The Grantee shall request reimbursement of grant funds, but not more frequently than once every 30
days, by using Standard Form 270, “Request for Advance or Reimbursement.” The Grantee must ensure
that matching funds are spent at a rate equal to or in advance of grant funds. Receipts, hourly
wage rate, personnel payroll records, or other documentation, as determined by the Agency, must be
provided with the request to justify the amount.

11. Audit 

The project will be audited by a Certified Public Accountant in accordance with Generally Accepted
Government Auditing Standards (GAGAS). This audit will be limited-scope audit focused only on the
expenditure of grant and matching funds. Rural Development is to receive a copy of this audit.

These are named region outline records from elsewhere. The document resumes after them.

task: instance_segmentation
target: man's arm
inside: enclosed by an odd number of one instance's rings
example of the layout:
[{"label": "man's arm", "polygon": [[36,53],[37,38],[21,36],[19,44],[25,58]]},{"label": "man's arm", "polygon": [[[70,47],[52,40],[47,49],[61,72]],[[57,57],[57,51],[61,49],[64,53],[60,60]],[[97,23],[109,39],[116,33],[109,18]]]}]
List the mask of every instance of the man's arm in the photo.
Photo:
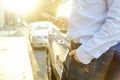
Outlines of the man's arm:
[{"label": "man's arm", "polygon": [[[90,63],[93,58],[99,58],[120,41],[120,0],[107,1],[108,12],[105,23],[91,39],[76,50],[77,57],[84,64]],[[88,54],[88,56],[84,57],[84,54]]]}]

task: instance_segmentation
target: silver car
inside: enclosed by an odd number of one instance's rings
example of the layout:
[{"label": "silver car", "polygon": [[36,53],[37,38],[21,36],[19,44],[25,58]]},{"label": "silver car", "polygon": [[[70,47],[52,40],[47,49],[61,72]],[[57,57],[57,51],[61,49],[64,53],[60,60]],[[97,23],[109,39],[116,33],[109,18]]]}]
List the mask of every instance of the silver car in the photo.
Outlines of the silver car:
[{"label": "silver car", "polygon": [[33,48],[45,47],[51,22],[41,21],[29,25],[29,40]]}]

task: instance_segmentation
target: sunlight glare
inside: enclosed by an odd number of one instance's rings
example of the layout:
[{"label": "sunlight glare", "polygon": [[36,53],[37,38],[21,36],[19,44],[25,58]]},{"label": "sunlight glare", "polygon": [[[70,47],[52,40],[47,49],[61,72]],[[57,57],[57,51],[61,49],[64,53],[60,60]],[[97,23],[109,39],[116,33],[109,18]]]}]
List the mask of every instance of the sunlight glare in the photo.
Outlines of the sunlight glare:
[{"label": "sunlight glare", "polygon": [[66,16],[68,17],[70,14],[71,9],[71,0],[68,1],[66,4],[61,5],[57,10],[57,16]]},{"label": "sunlight glare", "polygon": [[24,14],[34,9],[38,0],[2,0],[5,9]]}]

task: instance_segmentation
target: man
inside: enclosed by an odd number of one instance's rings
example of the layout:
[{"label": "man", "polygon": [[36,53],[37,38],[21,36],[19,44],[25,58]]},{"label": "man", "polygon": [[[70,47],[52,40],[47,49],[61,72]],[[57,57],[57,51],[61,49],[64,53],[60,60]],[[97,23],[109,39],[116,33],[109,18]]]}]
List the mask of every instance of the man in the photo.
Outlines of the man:
[{"label": "man", "polygon": [[66,37],[81,45],[67,56],[61,80],[117,80],[107,72],[120,42],[120,0],[72,0],[71,6]]}]

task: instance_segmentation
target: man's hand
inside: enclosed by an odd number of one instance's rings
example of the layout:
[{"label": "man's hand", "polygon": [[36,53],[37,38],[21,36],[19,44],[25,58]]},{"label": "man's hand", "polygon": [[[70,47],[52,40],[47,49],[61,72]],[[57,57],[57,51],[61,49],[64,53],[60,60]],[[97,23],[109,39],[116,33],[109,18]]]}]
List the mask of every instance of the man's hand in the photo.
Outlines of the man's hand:
[{"label": "man's hand", "polygon": [[72,50],[70,53],[69,53],[70,56],[73,56],[74,59],[77,61],[77,62],[80,62],[80,60],[78,59],[77,55],[76,55],[76,50]]}]

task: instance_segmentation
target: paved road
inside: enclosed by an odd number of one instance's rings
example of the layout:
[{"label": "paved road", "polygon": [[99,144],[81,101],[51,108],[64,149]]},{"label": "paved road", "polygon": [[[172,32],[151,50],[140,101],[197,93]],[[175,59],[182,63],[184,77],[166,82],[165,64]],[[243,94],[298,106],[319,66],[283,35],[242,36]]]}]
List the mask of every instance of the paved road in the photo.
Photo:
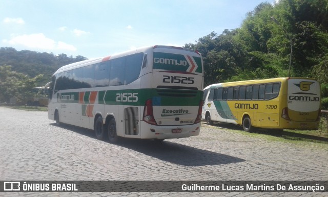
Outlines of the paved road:
[{"label": "paved road", "polygon": [[[328,146],[268,141],[202,124],[162,143],[98,141],[47,113],[0,107],[1,180],[328,180]],[[0,193],[0,196],[318,196],[328,192]]]}]

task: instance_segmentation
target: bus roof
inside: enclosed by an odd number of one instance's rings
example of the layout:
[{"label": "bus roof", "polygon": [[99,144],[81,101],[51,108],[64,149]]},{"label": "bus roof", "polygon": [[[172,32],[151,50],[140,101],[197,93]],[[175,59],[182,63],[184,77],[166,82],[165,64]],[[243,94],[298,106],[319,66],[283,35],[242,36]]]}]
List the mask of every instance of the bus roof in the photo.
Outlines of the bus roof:
[{"label": "bus roof", "polygon": [[282,82],[283,81],[286,81],[289,78],[306,78],[308,80],[316,80],[314,78],[311,78],[290,77],[271,78],[265,78],[265,79],[262,79],[262,80],[239,81],[237,82],[224,82],[224,83],[211,84],[209,86],[207,86],[205,88],[204,88],[204,90],[209,89],[213,86],[234,86],[234,85],[248,85],[248,84],[260,84],[261,83]]},{"label": "bus roof", "polygon": [[56,72],[55,72],[55,73],[54,73],[54,75],[65,71],[69,70],[72,69],[81,67],[84,66],[88,65],[90,64],[90,63],[91,62],[92,62],[93,64],[96,64],[99,62],[109,60],[110,59],[112,60],[115,58],[120,57],[129,55],[131,55],[131,54],[135,54],[136,53],[139,53],[139,52],[145,52],[146,51],[147,51],[149,49],[153,49],[159,48],[165,48],[165,49],[181,49],[181,50],[183,50],[189,52],[194,52],[200,55],[200,54],[199,53],[199,52],[198,52],[198,51],[193,50],[193,49],[188,49],[187,48],[178,47],[174,47],[174,46],[165,46],[165,45],[154,45],[154,46],[147,46],[147,47],[140,47],[135,49],[130,50],[129,51],[125,51],[120,53],[115,53],[112,55],[109,55],[109,56],[101,57],[94,58],[92,59],[75,62],[74,63],[72,63],[72,64],[70,64],[67,65],[62,66],[61,67],[59,68],[58,70],[57,70]]}]

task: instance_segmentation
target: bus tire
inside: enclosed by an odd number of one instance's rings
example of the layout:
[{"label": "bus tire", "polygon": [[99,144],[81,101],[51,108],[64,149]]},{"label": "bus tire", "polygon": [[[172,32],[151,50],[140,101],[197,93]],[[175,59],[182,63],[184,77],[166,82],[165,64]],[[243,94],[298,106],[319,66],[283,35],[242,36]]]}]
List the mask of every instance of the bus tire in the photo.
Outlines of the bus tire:
[{"label": "bus tire", "polygon": [[116,132],[116,123],[115,119],[112,118],[107,125],[108,140],[111,143],[116,143],[118,141],[118,136]]},{"label": "bus tire", "polygon": [[252,122],[250,117],[245,116],[242,120],[242,128],[246,132],[251,132],[254,130],[254,127],[252,126]]},{"label": "bus tire", "polygon": [[60,126],[60,122],[59,121],[59,113],[58,112],[58,110],[57,110],[55,111],[54,119],[55,121],[56,121],[56,125]]},{"label": "bus tire", "polygon": [[106,132],[104,129],[104,124],[102,123],[102,117],[98,116],[94,123],[94,131],[96,134],[96,137],[99,140],[104,140],[106,136]]},{"label": "bus tire", "polygon": [[206,120],[206,122],[208,124],[210,125],[213,125],[213,121],[212,121],[211,120],[211,114],[210,114],[210,113],[209,112],[206,113],[206,115],[205,116],[205,120]]}]

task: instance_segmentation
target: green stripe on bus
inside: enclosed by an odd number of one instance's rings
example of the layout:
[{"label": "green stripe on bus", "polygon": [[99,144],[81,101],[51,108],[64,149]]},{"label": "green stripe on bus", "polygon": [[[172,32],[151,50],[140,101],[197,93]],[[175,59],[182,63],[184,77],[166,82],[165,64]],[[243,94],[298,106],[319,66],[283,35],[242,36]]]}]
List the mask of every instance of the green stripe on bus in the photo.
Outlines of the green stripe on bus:
[{"label": "green stripe on bus", "polygon": [[83,101],[84,101],[84,103],[89,104],[90,103],[89,101],[89,96],[90,95],[90,92],[86,92],[84,94],[84,96],[83,97]]}]

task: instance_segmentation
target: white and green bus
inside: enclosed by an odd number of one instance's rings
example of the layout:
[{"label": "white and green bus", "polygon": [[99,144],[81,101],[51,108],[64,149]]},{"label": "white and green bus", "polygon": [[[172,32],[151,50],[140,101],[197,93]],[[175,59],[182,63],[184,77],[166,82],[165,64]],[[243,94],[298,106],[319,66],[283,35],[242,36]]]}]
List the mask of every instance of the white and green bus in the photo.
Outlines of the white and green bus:
[{"label": "white and green bus", "polygon": [[213,122],[281,130],[318,129],[319,82],[303,77],[281,77],[211,85],[204,89],[202,118]]},{"label": "white and green bus", "polygon": [[197,135],[203,63],[191,49],[138,48],[63,66],[48,85],[48,116],[96,137],[163,140]]}]

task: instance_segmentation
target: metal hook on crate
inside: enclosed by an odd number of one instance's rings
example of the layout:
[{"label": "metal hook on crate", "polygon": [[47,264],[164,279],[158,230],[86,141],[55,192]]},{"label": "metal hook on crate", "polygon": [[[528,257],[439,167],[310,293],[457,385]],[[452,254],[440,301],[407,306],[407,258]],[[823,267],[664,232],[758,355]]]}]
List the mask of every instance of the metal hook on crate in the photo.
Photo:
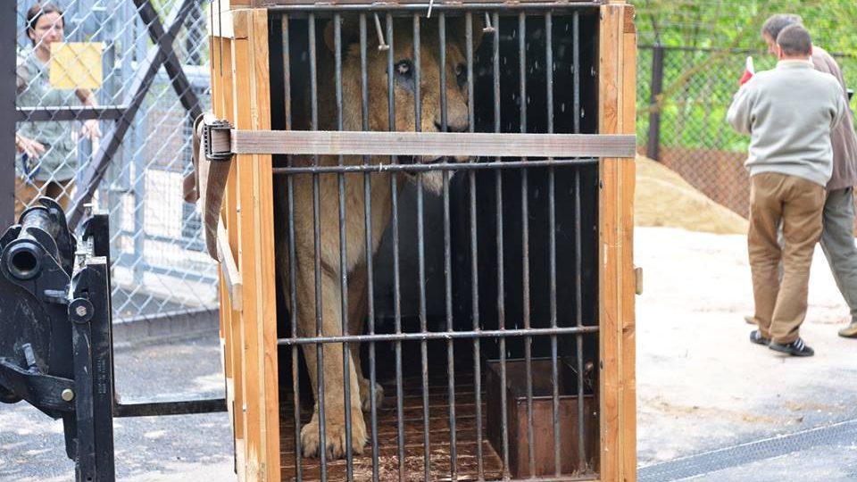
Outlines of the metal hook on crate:
[{"label": "metal hook on crate", "polygon": [[381,29],[381,19],[378,18],[378,12],[375,13],[375,31],[378,33],[378,49],[381,51],[389,50],[390,46],[384,41],[384,31]]},{"label": "metal hook on crate", "polygon": [[482,31],[485,33],[495,32],[495,28],[491,25],[491,17],[487,12],[485,12],[485,27],[482,28]]}]

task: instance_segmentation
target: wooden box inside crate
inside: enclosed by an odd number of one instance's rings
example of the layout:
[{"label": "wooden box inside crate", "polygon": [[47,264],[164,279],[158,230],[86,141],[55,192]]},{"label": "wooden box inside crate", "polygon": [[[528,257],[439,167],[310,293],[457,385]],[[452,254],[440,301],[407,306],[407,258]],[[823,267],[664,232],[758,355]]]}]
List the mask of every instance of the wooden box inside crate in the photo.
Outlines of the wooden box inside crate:
[{"label": "wooden box inside crate", "polygon": [[[284,4],[287,2],[273,0],[215,0],[212,4],[212,108],[219,118],[228,119],[237,129],[270,129],[272,110],[282,108],[272,105],[270,88],[273,53],[269,39],[272,11],[269,8]],[[600,4],[603,4],[597,6],[597,65],[593,69],[598,83],[595,100],[597,132],[633,134],[637,54],[633,10],[622,1]],[[228,184],[221,219],[224,229],[219,239],[224,262],[220,290],[220,337],[240,480],[293,477],[286,462],[289,440],[293,439],[289,426],[293,423],[289,420],[291,401],[288,391],[283,391],[290,382],[281,379],[281,361],[278,359],[272,167],[270,155],[237,156]],[[597,176],[598,477],[611,482],[635,480],[633,160],[601,159]],[[232,269],[229,268],[230,261],[234,262]],[[232,272],[227,276],[226,270]],[[472,378],[463,376],[459,380],[457,377],[456,386],[459,383],[456,402],[461,396],[463,406],[468,397],[474,395]],[[436,398],[442,399],[445,386],[436,388]],[[421,404],[413,410],[421,411]],[[380,427],[393,423],[383,416]],[[443,417],[438,420],[437,423],[442,424]],[[413,436],[420,436],[421,425],[420,420],[415,426]],[[488,453],[491,447],[487,436],[483,442],[484,452]],[[387,436],[380,443],[387,448],[393,446],[395,451],[395,437]],[[421,449],[413,457],[421,464]],[[411,454],[406,455],[410,458]],[[447,460],[446,467],[442,467],[442,460],[437,459],[438,478],[444,477],[449,463]],[[487,478],[502,476],[502,466],[498,470],[496,462],[495,453],[485,455]],[[366,463],[365,458],[355,461],[355,475],[358,470],[365,472]],[[391,478],[397,476],[395,470],[384,473]],[[306,472],[304,478],[312,477]],[[392,478],[385,476],[381,479]]]}]

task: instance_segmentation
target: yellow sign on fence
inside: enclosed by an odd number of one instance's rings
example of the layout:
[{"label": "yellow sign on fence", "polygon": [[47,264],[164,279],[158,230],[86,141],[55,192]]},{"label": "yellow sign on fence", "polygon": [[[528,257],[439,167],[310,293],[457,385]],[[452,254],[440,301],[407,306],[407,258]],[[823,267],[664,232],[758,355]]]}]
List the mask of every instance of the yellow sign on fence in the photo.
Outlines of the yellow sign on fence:
[{"label": "yellow sign on fence", "polygon": [[97,88],[102,83],[101,42],[51,44],[51,87]]}]

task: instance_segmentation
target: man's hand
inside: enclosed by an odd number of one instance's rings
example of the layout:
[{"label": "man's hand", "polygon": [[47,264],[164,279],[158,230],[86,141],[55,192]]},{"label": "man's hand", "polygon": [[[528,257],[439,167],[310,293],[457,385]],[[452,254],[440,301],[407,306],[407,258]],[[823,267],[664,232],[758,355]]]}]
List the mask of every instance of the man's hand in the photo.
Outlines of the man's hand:
[{"label": "man's hand", "polygon": [[21,135],[15,135],[15,147],[19,153],[24,153],[32,159],[38,159],[45,154],[45,145]]},{"label": "man's hand", "polygon": [[744,75],[741,76],[741,80],[739,81],[740,84],[743,86],[749,82],[755,73],[756,69],[753,65],[753,57],[747,56],[746,66],[744,69]]},{"label": "man's hand", "polygon": [[101,137],[101,128],[98,126],[98,120],[90,119],[84,121],[83,129],[80,129],[80,135],[89,140],[95,140]]}]

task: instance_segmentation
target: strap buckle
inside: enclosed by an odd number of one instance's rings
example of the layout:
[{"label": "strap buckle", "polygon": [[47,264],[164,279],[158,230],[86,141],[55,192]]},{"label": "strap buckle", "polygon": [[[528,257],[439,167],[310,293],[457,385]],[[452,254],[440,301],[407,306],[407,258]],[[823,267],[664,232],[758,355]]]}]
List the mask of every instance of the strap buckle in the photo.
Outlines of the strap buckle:
[{"label": "strap buckle", "polygon": [[203,144],[209,161],[225,162],[232,159],[232,124],[229,120],[205,120],[203,124]]}]

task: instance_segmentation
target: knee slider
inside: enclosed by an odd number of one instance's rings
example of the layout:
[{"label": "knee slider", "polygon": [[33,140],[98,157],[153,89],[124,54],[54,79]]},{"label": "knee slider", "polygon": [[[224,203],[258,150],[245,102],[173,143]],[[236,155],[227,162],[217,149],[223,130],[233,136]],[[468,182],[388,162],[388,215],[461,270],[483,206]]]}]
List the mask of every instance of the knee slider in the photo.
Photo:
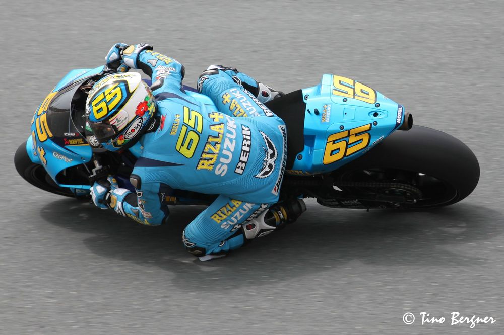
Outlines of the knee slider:
[{"label": "knee slider", "polygon": [[182,233],[182,241],[184,243],[185,249],[195,256],[197,257],[203,256],[206,254],[205,248],[198,246],[195,241],[191,240],[191,237],[187,237],[185,229],[184,229],[183,232]]},{"label": "knee slider", "polygon": [[[251,240],[257,237],[262,237],[272,232],[276,228],[275,221],[269,222],[266,220],[266,215],[269,211],[263,212],[259,216],[250,221],[246,221],[242,226],[243,235],[247,240]],[[271,215],[271,214],[270,214]]]}]

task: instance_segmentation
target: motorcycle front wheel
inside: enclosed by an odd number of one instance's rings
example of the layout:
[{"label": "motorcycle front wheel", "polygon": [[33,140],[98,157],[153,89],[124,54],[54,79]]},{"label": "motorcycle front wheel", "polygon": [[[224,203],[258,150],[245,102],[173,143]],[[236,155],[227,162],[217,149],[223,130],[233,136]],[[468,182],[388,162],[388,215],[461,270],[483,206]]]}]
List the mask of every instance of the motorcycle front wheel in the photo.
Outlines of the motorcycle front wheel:
[{"label": "motorcycle front wheel", "polygon": [[26,141],[16,151],[14,165],[19,175],[34,186],[55,194],[75,197],[70,189],[61,187],[56,184],[43,166],[31,161],[26,152]]}]

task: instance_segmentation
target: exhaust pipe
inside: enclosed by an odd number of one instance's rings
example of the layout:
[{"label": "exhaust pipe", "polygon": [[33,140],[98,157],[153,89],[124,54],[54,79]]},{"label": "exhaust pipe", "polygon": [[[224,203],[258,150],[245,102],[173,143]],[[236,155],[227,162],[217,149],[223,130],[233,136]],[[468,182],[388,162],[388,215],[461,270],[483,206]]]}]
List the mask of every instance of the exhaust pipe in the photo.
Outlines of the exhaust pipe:
[{"label": "exhaust pipe", "polygon": [[404,120],[403,121],[403,124],[397,129],[399,130],[409,130],[412,127],[413,127],[413,115],[406,112],[404,113]]}]

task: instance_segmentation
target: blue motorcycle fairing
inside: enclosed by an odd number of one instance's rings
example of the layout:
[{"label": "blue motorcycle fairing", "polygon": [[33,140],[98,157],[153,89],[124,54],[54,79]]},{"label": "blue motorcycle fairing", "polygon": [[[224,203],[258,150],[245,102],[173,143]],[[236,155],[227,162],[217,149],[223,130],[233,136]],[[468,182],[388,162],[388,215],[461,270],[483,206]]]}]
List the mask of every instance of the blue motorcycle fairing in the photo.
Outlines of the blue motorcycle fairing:
[{"label": "blue motorcycle fairing", "polygon": [[[79,86],[87,79],[101,72],[103,68],[101,66],[69,72],[48,95],[33,116],[31,135],[27,144],[28,156],[34,163],[43,165],[60,186],[89,188],[89,185],[62,184],[57,176],[66,169],[91,159],[92,151],[83,135],[85,115],[83,113],[82,115],[72,115],[73,111],[70,108]],[[76,120],[72,116],[82,119]],[[74,121],[79,124],[75,124]]]},{"label": "blue motorcycle fairing", "polygon": [[352,79],[324,74],[302,90],[306,103],[304,148],[289,173],[335,170],[380,143],[404,120],[404,108]]}]

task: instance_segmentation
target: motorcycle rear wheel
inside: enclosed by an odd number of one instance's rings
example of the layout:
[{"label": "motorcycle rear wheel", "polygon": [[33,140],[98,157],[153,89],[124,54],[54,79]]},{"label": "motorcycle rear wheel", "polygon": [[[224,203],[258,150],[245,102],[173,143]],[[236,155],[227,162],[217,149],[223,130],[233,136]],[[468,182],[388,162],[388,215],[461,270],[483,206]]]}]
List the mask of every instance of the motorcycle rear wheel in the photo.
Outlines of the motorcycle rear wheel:
[{"label": "motorcycle rear wheel", "polygon": [[433,208],[466,197],[477,185],[479,174],[478,160],[465,144],[442,131],[415,126],[394,132],[333,176],[334,184],[348,193],[374,189],[383,197],[415,198],[414,203],[391,201],[385,207]]}]

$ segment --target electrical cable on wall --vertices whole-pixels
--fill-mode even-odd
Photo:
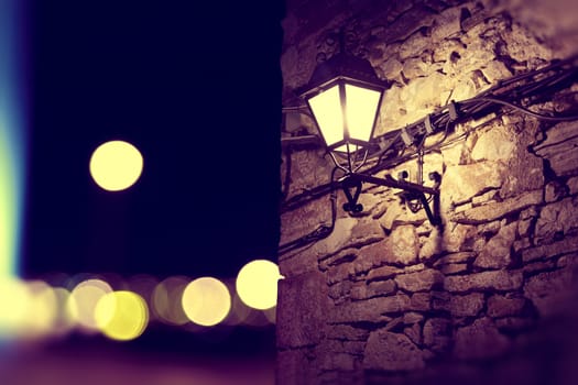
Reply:
[[[554,62],[541,69],[520,74],[512,78],[501,80],[495,86],[473,98],[458,102],[450,101],[446,106],[437,109],[433,113],[415,123],[396,131],[388,132],[382,136],[378,136],[375,139],[375,146],[373,148],[369,148],[368,154],[366,154],[367,158],[364,157],[363,162],[361,163],[361,166],[366,165],[366,162],[372,164],[366,168],[363,173],[375,174],[380,170],[392,168],[397,164],[405,163],[416,155],[422,154],[421,156],[423,156],[425,153],[439,150],[444,144],[447,144],[446,141],[449,136],[449,133],[457,123],[487,117],[491,113],[497,113],[497,116],[503,114],[505,113],[504,109],[514,110],[543,121],[564,122],[578,120],[578,116],[560,116],[554,113],[545,114],[543,112],[536,112],[528,109],[530,106],[550,101],[548,98],[550,98],[554,94],[559,92],[565,88],[569,88],[571,85],[578,81],[578,66],[576,65],[577,61],[578,55],[565,61]],[[302,106],[295,108],[284,108],[283,112],[298,112],[310,117],[310,114],[304,111],[304,107]],[[477,125],[476,128],[472,128],[466,133],[459,135],[459,138],[464,138],[464,135],[469,134],[473,130],[480,129],[488,123],[489,121]],[[441,131],[443,135],[436,143],[427,147],[424,146],[425,138],[427,135],[433,135]],[[403,153],[412,144],[405,143],[407,142],[407,138],[419,138],[421,145],[416,146],[414,152],[403,155]],[[459,138],[452,139],[451,142],[458,140]],[[413,142],[413,140],[410,142]],[[291,156],[291,153],[288,153],[287,156]],[[283,213],[294,210],[312,200],[316,200],[327,194],[335,193],[334,178],[335,169],[329,184],[316,186],[313,189],[285,199],[282,202],[281,212]],[[336,197],[335,199],[331,198],[332,210],[335,211],[336,199]],[[332,217],[334,220],[332,224],[330,226],[331,231],[332,227],[335,226],[336,213],[334,213]],[[316,242],[328,237],[330,231],[327,232],[326,230],[321,230],[326,228],[328,227],[321,226],[316,231],[305,235],[302,239],[281,245],[280,255],[286,253],[290,245],[291,248],[288,248],[288,250],[294,250],[299,248],[296,246],[297,244],[303,246],[310,242]]]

12. Reports and Record Keeping

	 	•	 	Standard Form 269A, “Financial Status Report” and lists of expenditures according to
agreed upon budget categories on a semi-annual basis. Semi-annual reporting periods end
each March 31 and September 30. Reports are due 30 days after the reporting period ends.
The final financial status report is due within 90 calendar days after the expiration or
termination of the grant.
	 
	 	•	 	Semi-annual performance reports which compare accomplishments to the objectives of the
grant are due 30 days after the reporting period ends. The final performance report is due
within 90 calendar days after the expiration or termination of the grant. If funds were
awarded for planning activities and the planning shows positive results, the grantee must
provide the projections on the number of jobs to be created and the increases in revenues
and customer base. This will only be required on the final report.
	 
	 	•	 	Upon completion of each task outlined in the proposal, deliver the results of the study
or activity to this office.
	 
	 	•	 	Collect and maintain data on race, sex, and national origin of your membership and
ownership.
	 
	 	•	 	Retain financial records, supporting documents, statistical records, and all other
records pertinent to the grant for a period of at least 3 years after grant closing or the
initial cash advance, whichever is later.

13. Site Visits

The Grantee will allow the Grantor to conduct site visits as needed for monitoring the Grantee’s
progress and auditing the Grantee’s financial records related to the performance under the Grant
Agreement. Failure to allow the Grantor to conduct site visits shall be grounds for terminating
the grant.

 

 

			
	NEK-SEN Energy Partners
	 	Page 5

14. Financial Management System:

Your financial management system must be in accordance with 7 CFR 3019, sections 3019.20, 3019.21,
3019.52 and 3019.53.

If you have any questions concerning the conditions set forth above, please contact F. Martin Fee
at (785) 271-2744.

Sincerely,

/s/Gary L. Smith

GARY L. SMITH

Director, Business and Community Programs

	 	 	 
	Enclosures:

	 	Form RD 1942-46
	 

	 	Form RD 1940-1 along with Attachment
	 

	 	Resolution
	 

	 	Value-Added Producer Grant Agreement
	 

	 	Value-Added Producer Grant Certifications
	 

	 	Interview With Applicant Concerning Relatives Employed by USDA
	 

	 	Form AD-1047
	 

	 	Form AD-1049
	 

	 	Form RD 400-1
	 

	 	Form RD 400-4
	 

	 	RD Instruction 1940-Q, Exhibit A-1
	 

	 	Form AD-1048
	 

	 	SF-3881

			
	cc:	 	Bobbie Purcell, Deputy Administrator, Cooperative Services, Washington, D.C.

 

 

UNITED STATES DEPARTMENT OF AGRICULTURE

RURAL BUSINESS-COOPERATIVE SERVICE

VALUE-ADDED PRODUCER GRANT AGREEMENT

This Grant Agreement (Agreement) dated October 21, 2005, between NEK-SEN Energy Partners
(Grantee), and the United States of America, acting through the Rural Business-Cooperative Service
of the Department of Agriculture (Grantor), for $100,000 in grant funds under the VAPG program,
delineates the agreement of the parties.

NOW, THEREFORE, in consideration of the grant;

The parties agree that all the terms and provisions of the VAPG NOSA and application submitted by
the Grantee for this VAPG grant, including any attachments or amendments, are incorporated and
included as part of this Agreement. Any changes to these documents or this Agreement must be
approved in writing by the Grantor.

The Grantor agrees to make available to the Grantee for the purpose of this Agreement funds in an
amount not to exceed the Grant funds, subject to the terms and conditions of this Agreement.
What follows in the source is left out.